# Tile Flooring



## newtda (Feb 9, 2011)

I am looking for the best tile cleaner there is that will clean and shine the tile.  What is out there that I could use?


----------



## Jaz (Feb 9, 2011)

It would be nice if we knew what specific type of tiles we're talking about.  

BTW, this site does not charge if you make the question a little longer. Please reply with details.

Jaz


----------



## newtda (Feb 9, 2011)

Jaz said:


> It would be nice if we knew what specific type of tiles we're talking about.
> 
> BTW, this site does not charge if you make the question a little longer. Please reply with details.
> 
> Jaz



Sorry about that. The kitchen is sealed ceramic tile and then in the entryway and bathrooms are not sealed. Please let me know if you need more info I am not good with this stuff as you can see.


----------



## Jaz (Feb 9, 2011)

I still don't know what you've got there.  What is sealed ceramic tile?  Do you mean ceramic tile that you have applied a sealer on the grout?  Do you mean glazed?  Do you have any specific info on the tiles?

How long ago was this installed?  Any idea which method of installation and specific type grout?  What problems are you having?  What color is the grout?  

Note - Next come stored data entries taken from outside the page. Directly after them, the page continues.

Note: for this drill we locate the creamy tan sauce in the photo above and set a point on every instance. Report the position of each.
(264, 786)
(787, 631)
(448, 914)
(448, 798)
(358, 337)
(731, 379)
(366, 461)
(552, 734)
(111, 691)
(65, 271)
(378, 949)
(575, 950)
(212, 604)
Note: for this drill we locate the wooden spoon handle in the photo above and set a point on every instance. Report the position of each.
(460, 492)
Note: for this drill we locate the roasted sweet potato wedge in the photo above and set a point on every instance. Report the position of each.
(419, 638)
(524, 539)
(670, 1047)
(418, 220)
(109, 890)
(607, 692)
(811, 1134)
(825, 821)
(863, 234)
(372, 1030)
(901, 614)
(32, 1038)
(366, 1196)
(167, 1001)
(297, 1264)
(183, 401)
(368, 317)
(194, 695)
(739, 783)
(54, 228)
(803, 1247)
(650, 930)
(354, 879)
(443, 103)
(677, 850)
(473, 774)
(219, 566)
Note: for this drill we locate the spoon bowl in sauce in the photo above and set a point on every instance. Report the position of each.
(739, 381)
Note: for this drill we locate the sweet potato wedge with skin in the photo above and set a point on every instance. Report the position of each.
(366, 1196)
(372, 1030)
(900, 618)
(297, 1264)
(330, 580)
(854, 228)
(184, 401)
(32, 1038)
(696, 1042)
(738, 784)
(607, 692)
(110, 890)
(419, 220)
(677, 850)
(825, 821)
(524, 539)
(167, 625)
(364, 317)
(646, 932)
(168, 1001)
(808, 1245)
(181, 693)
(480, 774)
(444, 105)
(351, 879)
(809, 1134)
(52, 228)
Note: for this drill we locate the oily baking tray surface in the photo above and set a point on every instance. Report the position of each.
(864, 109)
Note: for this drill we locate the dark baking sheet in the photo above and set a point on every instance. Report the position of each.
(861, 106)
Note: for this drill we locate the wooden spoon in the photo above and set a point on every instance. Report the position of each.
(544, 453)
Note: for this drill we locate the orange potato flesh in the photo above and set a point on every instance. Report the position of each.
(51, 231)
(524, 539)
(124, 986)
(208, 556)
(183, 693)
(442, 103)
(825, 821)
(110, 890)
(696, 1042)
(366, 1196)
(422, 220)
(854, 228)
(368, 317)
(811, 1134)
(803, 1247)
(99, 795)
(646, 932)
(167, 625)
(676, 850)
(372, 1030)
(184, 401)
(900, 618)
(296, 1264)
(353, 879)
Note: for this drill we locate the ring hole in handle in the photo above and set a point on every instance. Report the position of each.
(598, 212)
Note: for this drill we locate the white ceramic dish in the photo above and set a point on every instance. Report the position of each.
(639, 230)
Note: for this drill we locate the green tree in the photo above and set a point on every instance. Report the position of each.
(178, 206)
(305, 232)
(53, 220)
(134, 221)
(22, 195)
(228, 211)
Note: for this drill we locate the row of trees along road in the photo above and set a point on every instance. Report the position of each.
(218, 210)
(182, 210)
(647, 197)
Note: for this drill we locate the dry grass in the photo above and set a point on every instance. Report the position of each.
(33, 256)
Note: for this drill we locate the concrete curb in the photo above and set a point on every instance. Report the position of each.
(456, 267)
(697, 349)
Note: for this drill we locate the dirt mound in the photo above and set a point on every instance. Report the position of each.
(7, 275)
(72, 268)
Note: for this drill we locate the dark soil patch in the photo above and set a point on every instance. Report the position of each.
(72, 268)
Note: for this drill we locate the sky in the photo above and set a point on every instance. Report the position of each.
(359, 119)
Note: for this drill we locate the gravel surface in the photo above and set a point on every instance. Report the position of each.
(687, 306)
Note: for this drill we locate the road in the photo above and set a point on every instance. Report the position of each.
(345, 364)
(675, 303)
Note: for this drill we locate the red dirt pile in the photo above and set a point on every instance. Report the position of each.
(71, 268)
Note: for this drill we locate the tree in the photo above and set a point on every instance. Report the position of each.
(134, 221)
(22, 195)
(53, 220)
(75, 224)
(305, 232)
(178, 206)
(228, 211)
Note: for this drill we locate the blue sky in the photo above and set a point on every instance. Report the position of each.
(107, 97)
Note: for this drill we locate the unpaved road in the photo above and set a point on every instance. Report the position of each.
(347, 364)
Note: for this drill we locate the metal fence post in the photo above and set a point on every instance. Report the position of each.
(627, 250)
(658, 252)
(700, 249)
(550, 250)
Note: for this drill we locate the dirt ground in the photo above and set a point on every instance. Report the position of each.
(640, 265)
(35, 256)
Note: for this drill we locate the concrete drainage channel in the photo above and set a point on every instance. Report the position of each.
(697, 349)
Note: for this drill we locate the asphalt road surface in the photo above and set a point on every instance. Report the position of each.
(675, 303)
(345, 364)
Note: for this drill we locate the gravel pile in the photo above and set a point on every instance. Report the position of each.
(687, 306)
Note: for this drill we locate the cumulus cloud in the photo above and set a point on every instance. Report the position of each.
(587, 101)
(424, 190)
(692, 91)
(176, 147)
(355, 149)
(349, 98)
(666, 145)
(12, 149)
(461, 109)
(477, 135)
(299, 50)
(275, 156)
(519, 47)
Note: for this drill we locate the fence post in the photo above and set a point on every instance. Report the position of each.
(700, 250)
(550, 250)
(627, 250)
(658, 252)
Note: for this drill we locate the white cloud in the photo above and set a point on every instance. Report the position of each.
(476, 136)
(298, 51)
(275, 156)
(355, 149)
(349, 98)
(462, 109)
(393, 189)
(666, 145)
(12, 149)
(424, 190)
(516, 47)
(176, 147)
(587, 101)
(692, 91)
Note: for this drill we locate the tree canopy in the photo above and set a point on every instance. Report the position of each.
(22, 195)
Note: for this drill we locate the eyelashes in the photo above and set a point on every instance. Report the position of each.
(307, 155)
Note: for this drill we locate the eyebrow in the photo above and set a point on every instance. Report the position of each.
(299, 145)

Are the tiles hard to clean too?  What are you using to clean and how often?  How many people, pets, paved streets, sidewalks, attached garage?  Where is the house located?

Jaz


----------



## frozenstar (Feb 14, 2011)

Jaz has a point. Need more details to give you the best advice...  You can research online for the different types of tiles. Or you can post pictures here.


----------



## Modutile (Aug 13, 2011)

I use a "Eureka Enviro Steamer" to clean my ceramic tiles. It cleans it really well. I don't use chemicals.


----------



## miltonnys (Feb 8, 2012)

Dirt adheres easily to the surface of ceramic tile, especially styles with textured surfaces. Regular sweeping loosens and removes most dirt. A vacuum cleaner can also be used to sweep, but make sure you use one without a beater bar to avoid dulling and scratching the tiles. Vacuum cleaner attachments are great to suck up dirt along edges or in between tiles.


----------



## Hwilliams (Jun 26, 2012)

The best way to clean the tile is , Steaming , Blower and vacuum cleaner.


----------



## Brett Brown (Oct 27, 2019)

You can use a Bona floor cleaner. A versatile cleaning solution for your tile and laminate flooring. You can also use a grout cleaner from Black diamond for a deep cleaning of your tile floors.


----------